Penetration Pricing Strategy

Penetration pricing is most often used by large companies that have the resources to break even or even lose money for a period. Consequently, they can offer very low prices to attract customers — and poach customers from competitors.

Over time — once the company is established in the market — the company will gradually raise the price to make a healthy profit.

Netflix used this new product pricing strategy when it entered the market at just $7.99. The company now offers three plans that cost $9, $14, and $18.

High-Low Pricing Strategy

A high-low pricing strategy is the opposite of a penetration strategy. Instead of starting with a low price and increasing it over time, businesses sell products for a high price initially and then lower the price as the product loses market demand, relevance, or novelty.

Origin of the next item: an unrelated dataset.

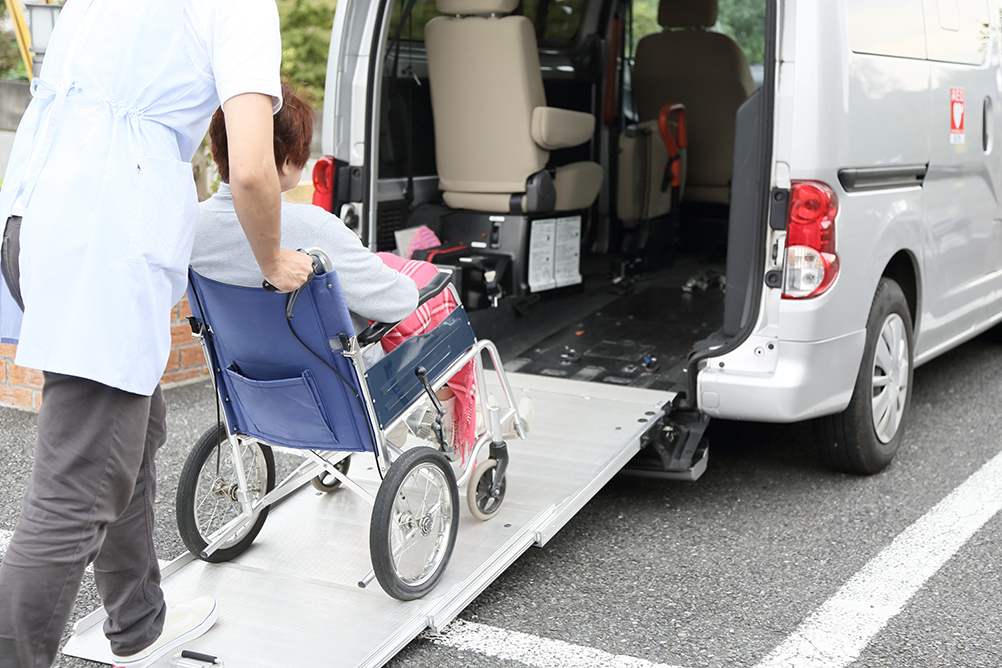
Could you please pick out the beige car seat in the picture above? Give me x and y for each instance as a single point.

Whenever you see a store with a large discount section, you’re witnessing the high-low pricing strategy in action.

Final Thoughts

Pricing strategies are used to determine the optimal price for a product or service to increase sales and profit.

Selecting a pricing strategy can feel overwhelming at first. So, start by calculating your COGS. Then, if you’re struggling to decide which pricing model to go with, consider using whichever pricing strategy is most popular for your type of product, service, or industry.